Gelovend dat de Heer dit aspect van de
Eucharistieviering benadrukt wenst te zien voor zijn
werk in brede zin, heeft de Vrij-Katholieke Kerk het tot
één van de voornaamste doeleinden van haar eredienst
gemaakt.
De H. Eucharistie
Met dit doel voor ogen werd de liturgie van de H. Mis
(en overige diensten) herzien, waardoor alle
uitdrukkingen van vrees en veronderstelde goddelijke
toorn werden verwijderd, evenals alle beelden van God,
die tegengesteld waren aan hetgeen Jezus ons leerde
over Zijn liefdevolle Vader.

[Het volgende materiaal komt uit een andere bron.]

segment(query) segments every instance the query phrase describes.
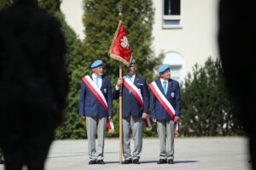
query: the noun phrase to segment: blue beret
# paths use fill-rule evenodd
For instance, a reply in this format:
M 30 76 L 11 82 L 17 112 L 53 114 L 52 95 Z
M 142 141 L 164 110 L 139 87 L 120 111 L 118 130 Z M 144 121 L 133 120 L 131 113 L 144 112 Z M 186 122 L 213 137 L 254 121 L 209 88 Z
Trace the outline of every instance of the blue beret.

De Vrij-Katholieke eredienst
is er één van hoop, vreugde, en blijdschap, tot
uitdrukking gebracht door priester en gemeente in
hoogkerkelijke riten. De kerk gelooft in de leer van de
transsubstantiatie, d.w.z. dat in de handeling van de
consecratie de aard van het innerlijke leven of de
´substantie´ van brood en wijn vervangen worden door
het Licht van de H. Drie-eenheid, terwijl toch de
uiterlijke stoffelijke vorm van het brood en de wijn
ongewijzigd blijft. Het Licht van de H. Drie-eenheid,
tegenwoordig in Brood en Wijn, doorstraalt het wezen
van iedere communicant, belevendigt zijn geestelijke
aard en maakt hem voor een wijle tot een glanzend
spiritueel licht onder de mensen. Waar het H.
Sacrament wordt bewaard, blijft de uitstraling over de
hele wereld eromheen schijnen. Menigeen kan deze
invloed voelen bij het binnentreden van een kerk waar
de H. Hostie wordt bewaard in het tabernakel.